The present invention relates to operators for doors, such as overhead garage doors. More particularly, the present invention relates to motor-driven door operators in which a motor, such as an alternating current induction motor, actuates a drive mechanism connected to a door to move the door between an open position and a closed position in response to activation of a control circuit. Specifically, the present invention is directed to an improved control circuit for the motor.
Typically, commercial door operators are packed and shipped as a unit. That is, the shipping carton accommodates both the motor and the drive mechanism. While installation of the door operator is facilitated, there is an economic disadvantage. In the case of a door operator of the screw type, for example, in which the drive mechanism comprises a track, a drive screw and a shuttle, the carton is very expensive due to the fact that the motor is substantially wider than the drive mechanism, but both are shipped in a carton wide enough to accommodate the motor.
In prior art door operators, after installation and connection of power or after a power outage and subsequent restoration of power, there is a proneness for loss of sequence of operation of the motor. That is, if the door is in the open position, nevertheless, upon activation of the control circuit the door is driven in the opening direction, or, if the door is in the closed position, the door is driven in the closing direction. This can result in damage to the door operator.
Additionally, for safety, many prior art door operators stop or reverse movement of the door if the closing door should engage an obstacle, such as a person or some object.
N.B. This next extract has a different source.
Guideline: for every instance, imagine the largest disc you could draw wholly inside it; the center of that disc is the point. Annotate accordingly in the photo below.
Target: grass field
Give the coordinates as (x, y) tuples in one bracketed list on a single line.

Also, in order to protect the motor, some door operators are sensitive to obstacles engaged during door opening so that the motor is stoped before damage results from overheating.
The prior art door operators employ different approaches to provide increased sensitivity. Some approaches for increased sensitivity to obstructive forces, however, have met with the problem that the inertia of the door, which has a considerable weight, and of the drive mechanism at rest is such that the sensitivity must be set so that the obstruction detection means does not stop or reverse the motor each time movement of the door is initiated. Consequently, many prior art door operators are sensitive only to obstructive forces in excess of the inertia of the door and of the drive mechanism at rest. As a result, injury or damage, such as denting the hood of an automobile in the path of the door, can result before the obstructive forces exceed the inertial force to cause stopping or reversing of the motor.
One approach for increasing the sensitivity of the door operator to obstructions is shown in U.S. Pat. No. 2,533,116 which includes a dashpot to prevent activation of safety switches due to the inertia of the door and of the drive mechanism when movement of the door is initiated. The apparatus in U.S. Pat. No. 2,533,116, however, is mechanically complex and, consequently, expensive.
As an alternative, U.S. Pat. No. 4,010,408 incorporates cutoff switches to override the function of safety switches when the door is within a predetermined distance of either the open or the closed position. The inertia of the door and of the drive mechanism is overcome as the door travels the predetermined distance so that, although the door operator is not sensitive to obstructive forces within the predetermined distance, there is sensitivity to obstructive forces at other positions. Unfortunately, the door cannot be stopped and restarted at those other positions since the cutoff switches are not operative to override the safety switches in the intermediate region.
Furthermore, in typical installations, the door operator is intended to close the door to form a sealed barrier across the passageway. In many prior art door operators, however, the fully closed position is set by means of a limit switch which is activated to stop the motor. Climatic conditions, such as snow on the door threshold and temperature extremes, can result, however, in the door either being obstructed from reaching the limit switch, in which case the door is reversed, or being stopped due to activation of the limit switch before the edge of the door is sealed against the threshold.
In order to override reversal of the door before the limit switch is activated, the door operators in U.S. Pat. Nos. 2,558,808, 3,078,407 and 3,474,317 include a reverse override switch so that the door stops rather than reverses if an obstructive force is sensed within a predetermined distance of the closed position. Nevertheless, where temperature changes cause expansion or contraction of the door support structure, such as the door rails, a positive seal is not necessarily effected between the door and the threshold. Moreover, two switches, that is, a limit switch and a reverse override switch, are required which complicates installation and adds expense.
Additionally, in typical door operators, as the door moves to the open position, the motor is stopped by activation of a limit switch. Similarly, as the door moves to the closed position, the motor is stopped by activation of a limit switch. Also, as previously discussed, the motor is stopped or reversed by a safety switch if an obstacle is encountered. If the obstruction causes the door to reverse, the door moves to the open position or to the closed position, as the case may be, and the motor is stopped by activation of a limit switch.
In prior art door operators, however, if one of the switches fails, energization of the motor continues, and personal injury or property damage could result. Also, if the motor stalls due to encountering an obstruction or reaching a limit position but continues to be energized due to failure of one of the switches, damage can result from overheating.